Now seems as good a time as any to remind ourselves of the lesson we only really learn after we leave school: that we will be good at some things, bad at others, completely mediocre at still more… and that it will probably all work out in the end, even if we always need our mother’s help tying our tie.

Showmance or not, I love TayTay and Travis.

Travis Kelce hugs Taylor Swift after a game in Baltimore in January. Rumors that their relationship was a sham to generate publicity have been debunked

Travis Kelce hugs Taylor Swift after a game in Baltimore in January. Rumors that their relationship was a sham to generate publicity have been debunked

Travis Kelce had to call in his lawyers after a fake document shared online appeared to provide the NFL star with PR advice for when he splits from Taylor Swift.

Fears that they had indulged in a “showmance” (i.e. a fake relationship to generate publicity) have since been allayed, which is a relief to all of us Swifties who have enjoyed the drama of their very public romance almost as much as the record-breaking Eras tour.

Beetlejuice takes me back to the eighties.

Despite her initial reservations, Bryony's daughter soon became enthralled with Tim Burton's quirky style in his Beetlejuice sequel.

Despite her initial reservations, Bryony’s daughter soon became enthralled with Tim Burton’s quirky style in his Beetlejuice sequel.

After 36 long years, the sequel to Beetlejuice (pictured) hits theaters today.

Starring Winona Ryder and Michael Keaton, the film was one of my favorites as a kid, so I decided to treat my own daughter to it last weekend.

Despite his initial reservations (‘ahem, CGI is rubbish’), he soon found himself won over by Tim Burton’s quirky style.
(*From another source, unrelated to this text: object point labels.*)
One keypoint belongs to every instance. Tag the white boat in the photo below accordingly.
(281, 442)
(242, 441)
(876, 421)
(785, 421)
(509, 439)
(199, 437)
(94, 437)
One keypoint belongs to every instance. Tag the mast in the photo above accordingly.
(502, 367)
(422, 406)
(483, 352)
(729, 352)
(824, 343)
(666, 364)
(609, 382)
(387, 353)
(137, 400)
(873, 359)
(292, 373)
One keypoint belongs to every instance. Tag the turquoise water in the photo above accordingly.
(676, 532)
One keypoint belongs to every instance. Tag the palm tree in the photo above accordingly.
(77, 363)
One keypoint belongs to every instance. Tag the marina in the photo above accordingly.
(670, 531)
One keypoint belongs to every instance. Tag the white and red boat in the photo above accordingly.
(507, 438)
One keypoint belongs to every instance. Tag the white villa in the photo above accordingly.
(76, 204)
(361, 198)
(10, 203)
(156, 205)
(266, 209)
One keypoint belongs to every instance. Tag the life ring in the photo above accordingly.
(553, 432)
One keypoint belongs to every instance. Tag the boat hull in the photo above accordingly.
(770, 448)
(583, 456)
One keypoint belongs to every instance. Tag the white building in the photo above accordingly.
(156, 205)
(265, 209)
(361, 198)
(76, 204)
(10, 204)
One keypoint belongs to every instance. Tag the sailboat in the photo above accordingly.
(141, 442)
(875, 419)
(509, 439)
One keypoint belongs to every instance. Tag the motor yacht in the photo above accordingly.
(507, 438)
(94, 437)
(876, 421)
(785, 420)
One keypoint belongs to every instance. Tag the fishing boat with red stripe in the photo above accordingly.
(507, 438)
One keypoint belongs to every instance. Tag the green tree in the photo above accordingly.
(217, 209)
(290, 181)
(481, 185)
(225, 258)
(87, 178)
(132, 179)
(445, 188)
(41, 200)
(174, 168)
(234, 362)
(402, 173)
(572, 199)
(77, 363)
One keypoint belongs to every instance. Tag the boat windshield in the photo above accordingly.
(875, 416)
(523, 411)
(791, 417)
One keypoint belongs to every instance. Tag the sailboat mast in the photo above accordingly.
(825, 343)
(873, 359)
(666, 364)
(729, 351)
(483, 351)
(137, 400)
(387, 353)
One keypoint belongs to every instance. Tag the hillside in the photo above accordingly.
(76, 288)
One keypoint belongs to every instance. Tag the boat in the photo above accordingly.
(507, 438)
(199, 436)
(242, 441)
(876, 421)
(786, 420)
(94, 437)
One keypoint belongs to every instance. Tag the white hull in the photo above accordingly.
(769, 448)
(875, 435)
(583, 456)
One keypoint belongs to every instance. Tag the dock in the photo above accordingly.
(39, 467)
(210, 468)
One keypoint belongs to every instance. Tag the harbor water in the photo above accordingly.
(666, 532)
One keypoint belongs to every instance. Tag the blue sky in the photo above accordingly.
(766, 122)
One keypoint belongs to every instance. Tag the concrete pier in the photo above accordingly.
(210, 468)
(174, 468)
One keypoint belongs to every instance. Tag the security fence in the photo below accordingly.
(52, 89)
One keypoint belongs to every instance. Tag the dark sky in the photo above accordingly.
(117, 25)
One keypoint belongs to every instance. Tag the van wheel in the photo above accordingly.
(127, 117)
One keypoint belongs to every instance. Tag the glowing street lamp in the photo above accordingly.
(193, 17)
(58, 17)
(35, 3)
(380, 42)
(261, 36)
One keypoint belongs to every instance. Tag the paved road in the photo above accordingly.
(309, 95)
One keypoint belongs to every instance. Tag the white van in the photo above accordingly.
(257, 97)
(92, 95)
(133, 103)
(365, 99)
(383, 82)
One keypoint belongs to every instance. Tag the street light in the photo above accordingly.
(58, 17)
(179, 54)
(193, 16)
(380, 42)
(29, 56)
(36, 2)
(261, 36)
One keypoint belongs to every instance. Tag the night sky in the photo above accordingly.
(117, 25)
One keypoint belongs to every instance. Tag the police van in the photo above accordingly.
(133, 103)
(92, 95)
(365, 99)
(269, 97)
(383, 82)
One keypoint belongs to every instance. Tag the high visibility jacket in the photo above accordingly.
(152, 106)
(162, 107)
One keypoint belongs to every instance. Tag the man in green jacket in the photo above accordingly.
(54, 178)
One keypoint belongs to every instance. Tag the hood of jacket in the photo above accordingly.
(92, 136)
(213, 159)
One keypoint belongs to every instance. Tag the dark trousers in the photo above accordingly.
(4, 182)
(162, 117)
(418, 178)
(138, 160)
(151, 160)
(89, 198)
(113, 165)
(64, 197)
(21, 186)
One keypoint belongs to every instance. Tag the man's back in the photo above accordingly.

We’ve now put together a list of 80s classics we want to see. What’s next? Three Men and a Baby, of course.

According to research, half of us find it awkward to say sorry because we think we never make mistakes. I belong to the other group, the ones who spend their lives regretting it. My friends tell me to stop saying sorry every day, but the only response I get is: “I’m sorry!”

Yes! Ban the plague of electric bikes

I firmly believe that the world needs clunky electric bikes like… well, a fish needs a bicycle.

Thousands of rental bikes are lying abandoned on pavements in London. Now Brent Council has taken a firm stand, telling rental company Lime that it has three months to address safety concerns or risk having all 750 of the machines allowed in the north-west London borough removed.

Well, I hope other councils follow Brent’s example and ban them all.